En torno a él, los hombres proferían envites y apuestas. En el pozo, los perros se estudiaban amenazadoramente.
—Belsamez la Asesina, Señora de la Cercana Luna, Patrona de la Locura y de las Mentiras —sonrió—. Mi precioso hermano es también tu dios, aquel cuya resurrección liberará a tu pueblo de la amenaza de la senectud y hará que tantos recién nacidos dejen de morir en sus cunas. No creo que sea importante cuánto pueda llegar a irritarte. Te esforzarás igualmente por resucitarlo.
—No estoy bromeando —dijo Vladawen deseando atreverse a clavar su puñal en el corazón de Belsamez—. No pienso tolerar ni una sola más de tus tretas.
Ella rió. Como si se hubiera tratado de una señal, abajo, en el pozo, el harapiento director del juego inició la cuenta atrás (desde tres a uno) y los cuidadores soltaron a sus perros. Los animales, con las cabezas gachas, sacando los colmillos y gruñendo amenazadores, empezaron a andar en círculo uno frente a otro.
—No deja de sorprenderme como un sumo sacerdote como tú se dirige de forma tan irrespetuosa a una deidad —dijo Belsamez.
—No eres mi diosa. Si quieres ser adorada inténtalo con tus hombres lobo y tus asesinos a sueldo.

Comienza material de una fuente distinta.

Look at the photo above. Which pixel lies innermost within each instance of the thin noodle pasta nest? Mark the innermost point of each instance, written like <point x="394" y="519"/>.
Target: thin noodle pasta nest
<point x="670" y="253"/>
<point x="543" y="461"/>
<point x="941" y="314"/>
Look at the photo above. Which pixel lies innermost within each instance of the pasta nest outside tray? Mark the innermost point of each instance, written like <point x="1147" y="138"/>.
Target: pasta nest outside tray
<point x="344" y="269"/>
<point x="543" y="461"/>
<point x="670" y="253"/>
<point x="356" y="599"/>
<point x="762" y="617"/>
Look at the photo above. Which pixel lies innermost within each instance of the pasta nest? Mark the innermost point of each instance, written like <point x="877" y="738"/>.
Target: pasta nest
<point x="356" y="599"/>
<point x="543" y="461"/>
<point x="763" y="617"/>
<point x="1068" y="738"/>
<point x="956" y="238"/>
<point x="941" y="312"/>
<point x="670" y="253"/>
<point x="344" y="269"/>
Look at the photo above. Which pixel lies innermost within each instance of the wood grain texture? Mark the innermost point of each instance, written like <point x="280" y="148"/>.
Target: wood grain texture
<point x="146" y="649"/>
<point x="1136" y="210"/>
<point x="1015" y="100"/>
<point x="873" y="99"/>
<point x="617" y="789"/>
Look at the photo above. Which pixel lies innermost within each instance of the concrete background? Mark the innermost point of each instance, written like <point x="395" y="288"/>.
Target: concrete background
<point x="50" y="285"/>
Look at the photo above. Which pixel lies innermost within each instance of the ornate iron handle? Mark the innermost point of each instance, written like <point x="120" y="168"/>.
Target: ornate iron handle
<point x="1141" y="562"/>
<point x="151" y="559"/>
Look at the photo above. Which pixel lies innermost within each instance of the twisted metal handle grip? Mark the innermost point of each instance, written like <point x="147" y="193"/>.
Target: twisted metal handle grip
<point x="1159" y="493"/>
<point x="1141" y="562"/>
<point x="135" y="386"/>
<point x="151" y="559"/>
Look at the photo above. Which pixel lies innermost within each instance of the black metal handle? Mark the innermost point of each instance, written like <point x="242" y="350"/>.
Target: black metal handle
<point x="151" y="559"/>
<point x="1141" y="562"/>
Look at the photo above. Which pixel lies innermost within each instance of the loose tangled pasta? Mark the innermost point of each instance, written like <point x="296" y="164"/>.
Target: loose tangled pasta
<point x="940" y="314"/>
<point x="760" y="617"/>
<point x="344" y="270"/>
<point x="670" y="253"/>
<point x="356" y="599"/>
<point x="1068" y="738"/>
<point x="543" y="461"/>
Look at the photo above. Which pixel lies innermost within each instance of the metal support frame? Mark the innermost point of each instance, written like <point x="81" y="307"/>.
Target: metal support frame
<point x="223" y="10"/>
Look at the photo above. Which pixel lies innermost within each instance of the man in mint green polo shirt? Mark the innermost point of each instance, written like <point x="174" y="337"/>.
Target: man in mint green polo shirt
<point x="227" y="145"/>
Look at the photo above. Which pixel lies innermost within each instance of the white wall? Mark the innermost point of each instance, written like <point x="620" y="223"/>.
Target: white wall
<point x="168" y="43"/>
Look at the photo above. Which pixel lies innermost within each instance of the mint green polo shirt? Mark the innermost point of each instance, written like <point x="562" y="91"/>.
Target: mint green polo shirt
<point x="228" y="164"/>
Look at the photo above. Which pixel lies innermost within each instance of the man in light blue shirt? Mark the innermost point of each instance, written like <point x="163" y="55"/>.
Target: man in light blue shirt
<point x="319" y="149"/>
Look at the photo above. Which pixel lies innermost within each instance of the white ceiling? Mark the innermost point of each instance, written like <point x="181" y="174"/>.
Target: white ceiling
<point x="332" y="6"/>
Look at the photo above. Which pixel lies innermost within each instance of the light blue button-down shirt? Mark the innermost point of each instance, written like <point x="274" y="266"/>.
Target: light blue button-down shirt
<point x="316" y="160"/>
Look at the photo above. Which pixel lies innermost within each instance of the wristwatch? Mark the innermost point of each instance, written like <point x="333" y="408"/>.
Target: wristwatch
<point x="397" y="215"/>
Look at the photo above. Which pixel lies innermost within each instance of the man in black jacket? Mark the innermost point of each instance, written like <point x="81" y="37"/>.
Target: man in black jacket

—No, no soy yo tu patrón. Él está tan muerto que ni siquiera el resto de los dioses recuerda ya su nombre, y si no fuera por mí, seguiría así para siempre.
Abajo, en el pozo, los perros embestían y se enzarzaban en combate.
Vladawen suspiró.
—Señora Oscura, aunque tus maldiciones me hacen odiarte, me dices lo que debo hacer, por ello te doy las gracias.
—Te he explicado que, como descubrirás con el tiempo, son bendiciones. Además, muchos filósofos creen que todo amor entre un hombre y una mujer es un regalo de uno u otro dios, aunque admito que normalmente lo otorgan a Madriel o a Enkili en lugar de a mí.
—¿Por qué querría alguien atribuirse el mérito de haberme maldecido con la depravada broma de emparejarme? Lillatu no solo es humana, sino que además es una de tus repugnantes asesinas. No dudó en ensartarme con un puñal, y luego... —Vladawen se contuvo. Si comenzaba a maldecir haría el ridículo, y no conseguiría otra cosa que divertir a la diosa de la locura y las maldiciones.
—Lilly declara alegrarse tanto como tú por la situación —dijo Belsamez—, aunque te siguió desde Ghelspad y lucha por tu causa. Podrías deshacerte de ella y suspirar por su ausencia, en lugar de llevar a cabo esos frenéticos actos amatorios de los que luego tanto te arrepientes. Sería más fácil para vosotros dos. Pero no es así. Me pregunto por qué.
Porque somos tus marionetas, pensó amargamente.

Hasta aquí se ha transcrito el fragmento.